| > 1) Having looked at index.txt, and I see that it
> is not Unicode. Infact all the characters are
> ISO-8859-1.
> Is this a bug, or is it a known design feature?
This is a limit. The word database is really basic ; and
the htsindex.c contains these definitions:
#define
KEYW_ACCEPT "abcdefghijklmnopqrstuvwxyz0123456789-
_."
// Convert A to a, and so on.. to avoid case problems in
indexing
// This can be a generic table, containing characters that
are in fact not accepted by KEYW_ACCEPT
// MUST HAVE SAME SIZES!!
#define KEYW_TRANSCODE_FROM (\
"ABCDEFGHIJKLMNOPQRSTUVWXYZ"
\
"àâä" \
"ÀÂÄ" \
"éèêë" \
"ÈÈÊË" \
"ìîï" \
"ÌÎÏ" \
"òôö" \
"ÒÔÖ" \
"ùûü" \
"ÙÛÜ" \
"ÿ" \
)
#define KEYW_TRANSCODE_TO ( \
"abcdefghijklmnopqrstuvwxyz"
\
"aaa" \
"aaa" \
"eeee" \
"eeee" \
"iii" \
"iii" \
"ooo" \
"ooo" \
"uuu" \
"uuu" \
"y" \
KEYW_ACCEPT should be set to all valid characters for a
keyword (that is, adding characters 128-255) and
KEYW_TRANSCODE_FROM/KEYW_TRANSCODE_TO be set to ""

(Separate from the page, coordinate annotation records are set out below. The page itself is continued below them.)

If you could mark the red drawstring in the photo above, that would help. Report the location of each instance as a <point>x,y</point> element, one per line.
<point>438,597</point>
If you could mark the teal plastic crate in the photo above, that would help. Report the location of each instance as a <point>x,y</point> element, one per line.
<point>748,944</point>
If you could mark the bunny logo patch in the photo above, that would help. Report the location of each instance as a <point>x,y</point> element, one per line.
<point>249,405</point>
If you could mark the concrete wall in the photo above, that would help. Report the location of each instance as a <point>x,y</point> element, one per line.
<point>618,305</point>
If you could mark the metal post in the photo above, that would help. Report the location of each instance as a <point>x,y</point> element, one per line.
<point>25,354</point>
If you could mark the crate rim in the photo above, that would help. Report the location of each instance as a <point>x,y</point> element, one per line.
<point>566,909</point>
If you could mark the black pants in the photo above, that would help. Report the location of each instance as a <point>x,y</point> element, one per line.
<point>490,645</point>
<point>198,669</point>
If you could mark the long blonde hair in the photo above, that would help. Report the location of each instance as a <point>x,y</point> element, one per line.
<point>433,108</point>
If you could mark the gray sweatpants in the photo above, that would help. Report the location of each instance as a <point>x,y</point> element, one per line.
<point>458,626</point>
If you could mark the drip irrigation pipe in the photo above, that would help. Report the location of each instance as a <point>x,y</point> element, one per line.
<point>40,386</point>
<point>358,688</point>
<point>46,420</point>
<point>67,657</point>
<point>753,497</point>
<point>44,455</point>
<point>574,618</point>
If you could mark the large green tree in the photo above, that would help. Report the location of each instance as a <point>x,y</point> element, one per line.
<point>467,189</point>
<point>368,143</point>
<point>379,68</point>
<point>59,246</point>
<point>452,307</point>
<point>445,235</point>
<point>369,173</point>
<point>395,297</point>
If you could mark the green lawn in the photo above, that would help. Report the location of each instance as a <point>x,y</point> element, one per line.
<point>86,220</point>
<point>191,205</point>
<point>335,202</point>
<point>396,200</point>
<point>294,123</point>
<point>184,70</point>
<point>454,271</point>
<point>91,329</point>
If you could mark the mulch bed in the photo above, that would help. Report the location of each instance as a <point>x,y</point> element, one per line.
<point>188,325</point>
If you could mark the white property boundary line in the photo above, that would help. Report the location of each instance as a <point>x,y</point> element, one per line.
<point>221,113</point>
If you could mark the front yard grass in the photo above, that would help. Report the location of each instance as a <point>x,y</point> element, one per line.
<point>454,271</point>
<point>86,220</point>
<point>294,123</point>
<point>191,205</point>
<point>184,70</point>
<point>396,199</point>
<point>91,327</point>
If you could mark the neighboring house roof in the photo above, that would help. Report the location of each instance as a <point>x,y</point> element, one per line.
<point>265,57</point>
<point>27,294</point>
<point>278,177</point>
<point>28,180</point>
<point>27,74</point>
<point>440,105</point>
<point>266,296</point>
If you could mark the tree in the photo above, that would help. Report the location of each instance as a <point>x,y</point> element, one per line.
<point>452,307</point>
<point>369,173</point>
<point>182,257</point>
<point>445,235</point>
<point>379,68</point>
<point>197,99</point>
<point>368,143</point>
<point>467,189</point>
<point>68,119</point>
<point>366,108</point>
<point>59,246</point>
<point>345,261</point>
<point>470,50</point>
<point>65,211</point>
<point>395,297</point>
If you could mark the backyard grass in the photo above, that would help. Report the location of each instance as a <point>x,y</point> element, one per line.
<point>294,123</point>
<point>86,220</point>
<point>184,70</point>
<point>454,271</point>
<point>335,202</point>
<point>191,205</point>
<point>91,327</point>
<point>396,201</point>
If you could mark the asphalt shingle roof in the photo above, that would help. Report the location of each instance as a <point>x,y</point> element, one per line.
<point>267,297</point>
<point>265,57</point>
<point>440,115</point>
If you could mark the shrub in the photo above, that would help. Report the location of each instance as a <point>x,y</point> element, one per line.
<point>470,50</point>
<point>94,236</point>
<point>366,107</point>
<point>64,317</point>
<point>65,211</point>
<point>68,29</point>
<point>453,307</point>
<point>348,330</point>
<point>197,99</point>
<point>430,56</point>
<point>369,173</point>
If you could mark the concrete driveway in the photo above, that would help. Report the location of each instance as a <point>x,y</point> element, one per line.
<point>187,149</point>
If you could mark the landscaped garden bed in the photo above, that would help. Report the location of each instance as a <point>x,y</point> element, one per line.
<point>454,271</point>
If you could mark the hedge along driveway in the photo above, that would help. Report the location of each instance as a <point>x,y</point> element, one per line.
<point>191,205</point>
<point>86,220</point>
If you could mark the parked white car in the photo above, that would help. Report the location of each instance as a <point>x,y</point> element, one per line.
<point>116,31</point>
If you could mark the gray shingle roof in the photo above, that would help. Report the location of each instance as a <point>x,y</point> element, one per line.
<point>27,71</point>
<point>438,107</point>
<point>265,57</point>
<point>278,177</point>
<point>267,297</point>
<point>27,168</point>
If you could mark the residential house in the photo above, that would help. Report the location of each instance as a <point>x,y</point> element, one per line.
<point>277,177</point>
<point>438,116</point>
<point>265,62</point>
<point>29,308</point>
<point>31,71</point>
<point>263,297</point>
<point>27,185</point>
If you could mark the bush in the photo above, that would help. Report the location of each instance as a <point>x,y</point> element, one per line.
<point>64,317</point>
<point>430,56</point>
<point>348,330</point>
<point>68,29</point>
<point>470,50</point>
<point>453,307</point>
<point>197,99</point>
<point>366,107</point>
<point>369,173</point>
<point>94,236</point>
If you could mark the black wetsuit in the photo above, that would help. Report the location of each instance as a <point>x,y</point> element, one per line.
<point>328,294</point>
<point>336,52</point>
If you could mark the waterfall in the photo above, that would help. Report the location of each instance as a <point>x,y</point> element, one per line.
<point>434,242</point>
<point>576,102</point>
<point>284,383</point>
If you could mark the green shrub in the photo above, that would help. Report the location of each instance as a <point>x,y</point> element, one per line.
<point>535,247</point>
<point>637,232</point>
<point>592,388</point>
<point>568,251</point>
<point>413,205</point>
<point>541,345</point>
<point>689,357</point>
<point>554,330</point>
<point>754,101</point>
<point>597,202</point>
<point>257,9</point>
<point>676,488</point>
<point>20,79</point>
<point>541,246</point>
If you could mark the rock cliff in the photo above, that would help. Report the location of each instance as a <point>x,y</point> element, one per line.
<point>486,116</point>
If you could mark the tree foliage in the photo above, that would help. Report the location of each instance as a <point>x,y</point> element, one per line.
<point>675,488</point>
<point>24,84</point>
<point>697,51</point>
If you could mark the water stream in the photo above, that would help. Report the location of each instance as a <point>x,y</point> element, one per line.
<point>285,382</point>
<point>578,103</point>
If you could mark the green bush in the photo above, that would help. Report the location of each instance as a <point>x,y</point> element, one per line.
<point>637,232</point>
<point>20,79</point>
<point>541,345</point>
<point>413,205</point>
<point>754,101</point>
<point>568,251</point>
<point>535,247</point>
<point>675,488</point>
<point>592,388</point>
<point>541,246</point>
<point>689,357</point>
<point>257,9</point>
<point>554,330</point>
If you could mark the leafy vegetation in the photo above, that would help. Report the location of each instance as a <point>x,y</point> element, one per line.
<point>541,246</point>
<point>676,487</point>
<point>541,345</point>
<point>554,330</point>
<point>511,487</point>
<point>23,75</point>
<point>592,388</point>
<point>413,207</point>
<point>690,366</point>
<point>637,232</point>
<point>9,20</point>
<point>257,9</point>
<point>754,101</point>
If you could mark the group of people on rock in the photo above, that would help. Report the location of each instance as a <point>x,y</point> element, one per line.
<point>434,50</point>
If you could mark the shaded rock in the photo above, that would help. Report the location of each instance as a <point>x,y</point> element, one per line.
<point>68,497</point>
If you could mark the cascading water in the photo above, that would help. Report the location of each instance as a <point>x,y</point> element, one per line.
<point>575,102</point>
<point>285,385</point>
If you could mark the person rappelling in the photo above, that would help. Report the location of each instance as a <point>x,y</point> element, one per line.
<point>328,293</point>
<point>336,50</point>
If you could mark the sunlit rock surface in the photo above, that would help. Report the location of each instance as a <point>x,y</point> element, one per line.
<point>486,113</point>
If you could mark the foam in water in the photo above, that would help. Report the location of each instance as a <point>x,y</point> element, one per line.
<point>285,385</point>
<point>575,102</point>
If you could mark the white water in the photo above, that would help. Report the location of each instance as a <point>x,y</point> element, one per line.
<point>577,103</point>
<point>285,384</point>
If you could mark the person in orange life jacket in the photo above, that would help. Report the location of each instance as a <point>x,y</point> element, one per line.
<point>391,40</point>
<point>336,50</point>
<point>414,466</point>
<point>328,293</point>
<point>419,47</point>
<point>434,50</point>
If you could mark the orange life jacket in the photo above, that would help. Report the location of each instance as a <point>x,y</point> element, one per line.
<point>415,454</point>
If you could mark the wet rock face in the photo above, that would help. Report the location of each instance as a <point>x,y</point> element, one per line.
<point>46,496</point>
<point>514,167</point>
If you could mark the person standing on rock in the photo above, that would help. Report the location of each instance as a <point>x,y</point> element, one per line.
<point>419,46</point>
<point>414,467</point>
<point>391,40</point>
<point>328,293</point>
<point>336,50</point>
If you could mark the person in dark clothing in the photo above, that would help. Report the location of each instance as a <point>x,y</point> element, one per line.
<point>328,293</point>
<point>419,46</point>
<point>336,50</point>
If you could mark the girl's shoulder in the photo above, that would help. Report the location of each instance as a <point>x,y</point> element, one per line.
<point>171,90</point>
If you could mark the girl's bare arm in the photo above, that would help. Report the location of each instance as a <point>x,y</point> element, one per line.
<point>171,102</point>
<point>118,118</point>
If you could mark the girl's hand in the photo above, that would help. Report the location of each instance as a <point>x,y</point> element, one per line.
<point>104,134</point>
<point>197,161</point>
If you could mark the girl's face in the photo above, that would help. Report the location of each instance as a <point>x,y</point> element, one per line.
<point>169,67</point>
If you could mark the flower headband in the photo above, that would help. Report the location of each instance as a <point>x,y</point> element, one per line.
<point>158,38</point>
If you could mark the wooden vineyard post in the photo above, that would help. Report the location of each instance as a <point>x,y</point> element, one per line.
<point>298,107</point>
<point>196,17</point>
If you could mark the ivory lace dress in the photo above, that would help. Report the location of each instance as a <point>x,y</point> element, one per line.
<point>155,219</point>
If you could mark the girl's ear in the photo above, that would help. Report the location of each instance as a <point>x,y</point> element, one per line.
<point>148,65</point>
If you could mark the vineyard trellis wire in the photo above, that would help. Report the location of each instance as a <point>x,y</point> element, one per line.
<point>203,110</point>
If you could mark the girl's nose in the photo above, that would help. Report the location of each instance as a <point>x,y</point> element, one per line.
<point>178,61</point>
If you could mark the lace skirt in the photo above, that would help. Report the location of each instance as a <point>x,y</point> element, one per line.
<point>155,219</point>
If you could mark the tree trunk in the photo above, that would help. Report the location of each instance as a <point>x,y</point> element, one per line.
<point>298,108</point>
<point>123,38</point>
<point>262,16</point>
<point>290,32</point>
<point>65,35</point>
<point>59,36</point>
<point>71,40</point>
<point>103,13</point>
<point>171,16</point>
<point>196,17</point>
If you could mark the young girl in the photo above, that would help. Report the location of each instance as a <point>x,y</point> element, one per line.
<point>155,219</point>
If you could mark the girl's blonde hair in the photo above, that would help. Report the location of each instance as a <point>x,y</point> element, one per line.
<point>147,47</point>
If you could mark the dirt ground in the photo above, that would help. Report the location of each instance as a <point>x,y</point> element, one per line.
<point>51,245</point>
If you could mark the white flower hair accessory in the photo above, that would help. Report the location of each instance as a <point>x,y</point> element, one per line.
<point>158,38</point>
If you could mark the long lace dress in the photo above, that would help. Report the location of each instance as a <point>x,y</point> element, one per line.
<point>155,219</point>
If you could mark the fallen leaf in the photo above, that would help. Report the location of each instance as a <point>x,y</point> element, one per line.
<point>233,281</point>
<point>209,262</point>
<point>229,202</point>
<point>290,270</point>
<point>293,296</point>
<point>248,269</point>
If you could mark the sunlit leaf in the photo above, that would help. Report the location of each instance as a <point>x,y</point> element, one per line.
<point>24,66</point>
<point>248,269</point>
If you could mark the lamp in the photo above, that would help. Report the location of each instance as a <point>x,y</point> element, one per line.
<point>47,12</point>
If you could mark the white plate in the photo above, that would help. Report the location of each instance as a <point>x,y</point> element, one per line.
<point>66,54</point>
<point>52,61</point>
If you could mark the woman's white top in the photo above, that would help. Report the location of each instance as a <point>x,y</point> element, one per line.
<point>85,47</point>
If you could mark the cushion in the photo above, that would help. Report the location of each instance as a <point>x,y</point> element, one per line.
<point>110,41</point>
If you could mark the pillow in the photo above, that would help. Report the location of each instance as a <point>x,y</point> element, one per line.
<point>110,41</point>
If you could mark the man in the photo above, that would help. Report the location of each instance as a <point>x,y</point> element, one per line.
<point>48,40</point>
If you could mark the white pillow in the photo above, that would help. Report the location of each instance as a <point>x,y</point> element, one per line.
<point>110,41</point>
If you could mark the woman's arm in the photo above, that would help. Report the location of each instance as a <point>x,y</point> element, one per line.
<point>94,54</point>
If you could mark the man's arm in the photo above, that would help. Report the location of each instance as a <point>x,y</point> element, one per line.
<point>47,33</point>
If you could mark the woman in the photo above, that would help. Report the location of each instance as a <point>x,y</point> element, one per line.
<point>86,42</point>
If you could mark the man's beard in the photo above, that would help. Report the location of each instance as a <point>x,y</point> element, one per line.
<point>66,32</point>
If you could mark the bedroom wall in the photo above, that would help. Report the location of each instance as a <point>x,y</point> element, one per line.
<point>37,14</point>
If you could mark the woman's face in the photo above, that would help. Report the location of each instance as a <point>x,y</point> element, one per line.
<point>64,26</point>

> 2) Is there a command-line setting to apply
> 'Word database' to other previously mirrored
> sites?
No. But you can activate the option and "continue an
interrupted mirror", operation which should be fast.
> Some of which was mirrored with HTTrack and
> some with others.(before HTTrack)?
For those mirrored without httrack: no.
| |